How sex is recorded in Australia

Sex is recorded at birth, based on the sex characteristics seen at the time. State and territory offices log it in their Births, Deaths and Marriages books. The ABS rolls these records up to national birth and death counts. The Census also records sex. The Estimated Resident Population uses these sources to estimate the population by sex and age. Life tables are built by sex and age.

Sex ratio at birth

A few more males are born than females. The sex ratio at birth sits near 105 male births per 100 female births. This ratio is steady and does not vary much by place or year. Every cohort-component method rests on it. The model works out total births first, then splits them by sex using this ratio.

Mortality by sex

Mortality rates differ by sex and age. At most ages, males have higher mortality rates than females. The gap is largest in young adult and late working ages. At very old ages there is a crossover: more females than males are still alive, even though more males were born in each cohort. Because the death pattern differs, life tables are built by sex. Place Forecast uses one life table for females and one for males.

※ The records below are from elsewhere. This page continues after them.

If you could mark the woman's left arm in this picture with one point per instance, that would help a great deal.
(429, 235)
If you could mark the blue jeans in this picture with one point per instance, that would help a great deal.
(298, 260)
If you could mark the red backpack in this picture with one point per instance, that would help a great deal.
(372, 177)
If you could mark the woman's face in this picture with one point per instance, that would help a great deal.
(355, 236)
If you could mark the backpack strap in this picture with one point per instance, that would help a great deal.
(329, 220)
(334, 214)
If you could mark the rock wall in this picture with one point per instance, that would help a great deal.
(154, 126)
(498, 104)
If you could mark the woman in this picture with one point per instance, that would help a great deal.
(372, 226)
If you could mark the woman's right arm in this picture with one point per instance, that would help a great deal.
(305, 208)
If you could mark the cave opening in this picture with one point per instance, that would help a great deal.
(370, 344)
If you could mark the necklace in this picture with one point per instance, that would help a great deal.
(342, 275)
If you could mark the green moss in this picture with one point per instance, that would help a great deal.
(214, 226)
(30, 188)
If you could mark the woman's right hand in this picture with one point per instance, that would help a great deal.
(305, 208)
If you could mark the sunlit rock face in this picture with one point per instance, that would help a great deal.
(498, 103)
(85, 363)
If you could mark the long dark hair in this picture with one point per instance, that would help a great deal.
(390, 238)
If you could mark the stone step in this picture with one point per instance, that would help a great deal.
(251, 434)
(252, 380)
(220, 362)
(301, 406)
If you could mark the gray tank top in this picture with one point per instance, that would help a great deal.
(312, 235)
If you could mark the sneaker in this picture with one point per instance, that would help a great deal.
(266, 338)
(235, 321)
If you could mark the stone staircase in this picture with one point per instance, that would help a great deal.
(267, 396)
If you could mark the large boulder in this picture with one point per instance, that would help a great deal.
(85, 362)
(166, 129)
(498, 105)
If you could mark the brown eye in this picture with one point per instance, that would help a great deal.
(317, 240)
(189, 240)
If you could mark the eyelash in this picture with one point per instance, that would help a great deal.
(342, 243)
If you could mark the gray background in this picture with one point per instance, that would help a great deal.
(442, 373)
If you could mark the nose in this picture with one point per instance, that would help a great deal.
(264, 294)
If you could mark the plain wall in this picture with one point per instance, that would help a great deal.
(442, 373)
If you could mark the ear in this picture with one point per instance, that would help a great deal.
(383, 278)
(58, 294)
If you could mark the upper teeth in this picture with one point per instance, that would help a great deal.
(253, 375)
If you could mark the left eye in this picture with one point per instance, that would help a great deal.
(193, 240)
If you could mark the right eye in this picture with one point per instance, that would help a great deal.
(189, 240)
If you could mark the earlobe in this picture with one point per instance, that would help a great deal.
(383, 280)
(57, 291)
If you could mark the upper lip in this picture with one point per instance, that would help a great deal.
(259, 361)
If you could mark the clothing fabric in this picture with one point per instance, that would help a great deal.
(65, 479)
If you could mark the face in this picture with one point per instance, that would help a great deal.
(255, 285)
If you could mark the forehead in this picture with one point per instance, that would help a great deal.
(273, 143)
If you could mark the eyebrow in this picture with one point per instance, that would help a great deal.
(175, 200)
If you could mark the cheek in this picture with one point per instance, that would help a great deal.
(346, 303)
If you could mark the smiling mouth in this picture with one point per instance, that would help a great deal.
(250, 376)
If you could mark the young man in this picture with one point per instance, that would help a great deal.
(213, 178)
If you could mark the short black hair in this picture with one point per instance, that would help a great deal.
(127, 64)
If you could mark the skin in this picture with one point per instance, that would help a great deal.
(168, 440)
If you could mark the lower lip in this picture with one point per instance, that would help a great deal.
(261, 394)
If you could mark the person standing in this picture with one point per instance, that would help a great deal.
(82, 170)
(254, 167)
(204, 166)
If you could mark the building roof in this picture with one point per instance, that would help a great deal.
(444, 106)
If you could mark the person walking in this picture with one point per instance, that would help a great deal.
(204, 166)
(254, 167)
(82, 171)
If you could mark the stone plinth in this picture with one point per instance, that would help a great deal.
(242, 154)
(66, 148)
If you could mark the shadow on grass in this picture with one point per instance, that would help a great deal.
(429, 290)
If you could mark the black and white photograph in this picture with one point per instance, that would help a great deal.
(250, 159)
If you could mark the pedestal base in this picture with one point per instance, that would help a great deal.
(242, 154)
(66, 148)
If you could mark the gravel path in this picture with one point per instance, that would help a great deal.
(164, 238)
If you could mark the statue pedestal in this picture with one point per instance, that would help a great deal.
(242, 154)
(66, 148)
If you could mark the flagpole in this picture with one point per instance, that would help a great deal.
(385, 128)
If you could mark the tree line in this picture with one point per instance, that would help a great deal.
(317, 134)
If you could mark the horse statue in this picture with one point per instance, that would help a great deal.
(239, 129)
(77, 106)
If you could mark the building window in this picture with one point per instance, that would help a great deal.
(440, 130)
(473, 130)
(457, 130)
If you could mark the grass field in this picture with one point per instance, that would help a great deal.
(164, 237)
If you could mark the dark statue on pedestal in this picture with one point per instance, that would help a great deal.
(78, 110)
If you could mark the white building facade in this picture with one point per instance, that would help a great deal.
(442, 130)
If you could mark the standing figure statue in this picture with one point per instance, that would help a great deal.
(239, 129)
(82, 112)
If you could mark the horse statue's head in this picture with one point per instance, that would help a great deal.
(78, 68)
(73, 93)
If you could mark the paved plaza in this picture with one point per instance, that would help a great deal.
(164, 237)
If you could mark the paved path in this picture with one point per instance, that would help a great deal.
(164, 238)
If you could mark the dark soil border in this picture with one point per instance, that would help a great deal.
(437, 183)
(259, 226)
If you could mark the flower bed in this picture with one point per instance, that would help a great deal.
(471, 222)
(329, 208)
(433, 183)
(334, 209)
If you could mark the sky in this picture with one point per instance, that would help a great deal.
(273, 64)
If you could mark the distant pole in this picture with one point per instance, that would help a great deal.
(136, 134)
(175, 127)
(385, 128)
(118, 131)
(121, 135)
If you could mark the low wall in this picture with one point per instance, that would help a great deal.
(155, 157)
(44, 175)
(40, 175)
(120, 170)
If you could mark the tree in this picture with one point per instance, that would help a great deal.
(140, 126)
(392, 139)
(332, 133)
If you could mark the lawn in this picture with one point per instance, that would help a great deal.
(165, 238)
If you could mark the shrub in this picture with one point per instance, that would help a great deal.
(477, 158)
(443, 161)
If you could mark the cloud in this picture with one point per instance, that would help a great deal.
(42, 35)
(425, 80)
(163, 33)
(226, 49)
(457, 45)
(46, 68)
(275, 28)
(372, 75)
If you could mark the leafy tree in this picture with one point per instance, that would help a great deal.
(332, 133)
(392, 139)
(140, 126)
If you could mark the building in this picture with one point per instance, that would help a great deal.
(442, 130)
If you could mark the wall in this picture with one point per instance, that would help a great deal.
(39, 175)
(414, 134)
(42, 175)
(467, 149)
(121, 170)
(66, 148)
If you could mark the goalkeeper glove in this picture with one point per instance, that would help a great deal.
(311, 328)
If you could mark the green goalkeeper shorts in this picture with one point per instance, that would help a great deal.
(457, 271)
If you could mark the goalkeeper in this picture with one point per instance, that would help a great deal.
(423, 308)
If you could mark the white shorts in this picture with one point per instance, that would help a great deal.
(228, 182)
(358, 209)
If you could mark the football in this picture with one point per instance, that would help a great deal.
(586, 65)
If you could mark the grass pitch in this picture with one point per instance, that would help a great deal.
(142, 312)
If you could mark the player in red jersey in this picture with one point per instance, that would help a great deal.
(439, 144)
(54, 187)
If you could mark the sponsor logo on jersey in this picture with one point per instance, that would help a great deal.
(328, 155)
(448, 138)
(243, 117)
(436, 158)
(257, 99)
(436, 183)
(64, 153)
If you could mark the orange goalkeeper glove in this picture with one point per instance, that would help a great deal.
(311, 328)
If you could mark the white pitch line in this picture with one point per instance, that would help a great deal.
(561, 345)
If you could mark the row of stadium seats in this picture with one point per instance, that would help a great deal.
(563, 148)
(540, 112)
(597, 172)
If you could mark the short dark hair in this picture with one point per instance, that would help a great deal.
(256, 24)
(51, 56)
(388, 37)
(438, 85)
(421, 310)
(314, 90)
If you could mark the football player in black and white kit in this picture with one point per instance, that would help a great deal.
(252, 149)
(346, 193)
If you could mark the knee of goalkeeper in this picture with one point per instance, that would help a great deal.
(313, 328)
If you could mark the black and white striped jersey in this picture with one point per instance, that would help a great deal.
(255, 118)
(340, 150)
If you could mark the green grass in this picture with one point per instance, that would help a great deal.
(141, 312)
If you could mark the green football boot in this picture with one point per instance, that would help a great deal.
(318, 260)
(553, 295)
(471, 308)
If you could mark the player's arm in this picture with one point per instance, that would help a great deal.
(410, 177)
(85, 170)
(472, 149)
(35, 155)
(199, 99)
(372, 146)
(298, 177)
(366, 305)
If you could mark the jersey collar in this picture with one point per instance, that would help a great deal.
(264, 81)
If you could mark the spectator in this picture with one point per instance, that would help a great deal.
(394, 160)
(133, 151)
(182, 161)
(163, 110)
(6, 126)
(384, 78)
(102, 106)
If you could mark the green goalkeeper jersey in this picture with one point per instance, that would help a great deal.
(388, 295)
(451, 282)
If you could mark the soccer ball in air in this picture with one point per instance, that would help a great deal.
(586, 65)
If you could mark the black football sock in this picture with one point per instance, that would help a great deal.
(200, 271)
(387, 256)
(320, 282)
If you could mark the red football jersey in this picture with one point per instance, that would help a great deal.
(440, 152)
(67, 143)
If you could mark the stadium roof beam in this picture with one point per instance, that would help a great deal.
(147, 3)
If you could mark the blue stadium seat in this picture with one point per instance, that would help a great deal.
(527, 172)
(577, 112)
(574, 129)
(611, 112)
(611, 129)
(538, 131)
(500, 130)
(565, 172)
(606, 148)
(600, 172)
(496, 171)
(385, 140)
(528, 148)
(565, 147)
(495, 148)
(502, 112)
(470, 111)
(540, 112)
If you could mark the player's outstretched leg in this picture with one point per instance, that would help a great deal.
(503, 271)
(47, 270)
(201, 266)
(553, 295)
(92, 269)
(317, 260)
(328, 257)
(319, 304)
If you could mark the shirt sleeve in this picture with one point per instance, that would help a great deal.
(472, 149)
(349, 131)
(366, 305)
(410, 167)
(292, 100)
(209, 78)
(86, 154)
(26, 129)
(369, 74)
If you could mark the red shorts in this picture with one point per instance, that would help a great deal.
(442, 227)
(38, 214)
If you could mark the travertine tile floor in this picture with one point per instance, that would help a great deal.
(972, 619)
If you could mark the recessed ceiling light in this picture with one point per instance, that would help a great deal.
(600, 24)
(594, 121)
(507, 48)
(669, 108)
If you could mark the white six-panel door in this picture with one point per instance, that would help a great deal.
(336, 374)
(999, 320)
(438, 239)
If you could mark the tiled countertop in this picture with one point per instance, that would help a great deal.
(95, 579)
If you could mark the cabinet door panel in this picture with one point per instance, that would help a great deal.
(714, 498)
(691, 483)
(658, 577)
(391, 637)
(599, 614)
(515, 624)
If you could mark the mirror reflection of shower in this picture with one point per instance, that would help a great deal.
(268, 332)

Fertility by sex and the two-sex problem

Fertility rates are worked out for females of child-bearing age. This is because births are most directly linked to the female population at risk. This setup is called female-dominant. Rates can also be calculated for males, but male-based and female-based results do not always line up. This difference is known as the two-sex problem. To avoid this problem, the ABS, Place Forecast, and most projection systems use female fertility rates only.

Migration by sex

Migration patterns differ by sex too. Student flows skew one way at some ages, work visas another, and partnering moves another again. Past waves of Australian migration were often male-heavy, such as the post-war work programs. Projections split migration by sex and age.

Sex and gender

Sex and gender are not the same. Sex is recorded at birth and in the Census. Gender is a personal identity and may or may not match it. A person's reported sex can change over time. It may differ from the sex recorded at birth. The ABS set a new standard in 2020 that treats them as two separate items. The 2021 Census asked sex, with a write-in for those outside female or male. A gender question is planned for the 2026 Census. Place Forecast is binary because its ABS inputs are binary, not by choice.

Sources

Relevance to Place Forecast

Place Forecast splits every count and rate by female and male. This matches every ABS input we use. Fertility rates apply to females of child-bearing age only, in line with the female-dominant answer to the two-sex problem. Mortality rates use sex-specific life tables. Migration flows are split by sex and age. The sex ratio at birth sets how projected births are split into female and male. Female is listed before male in every table, chart, and filter.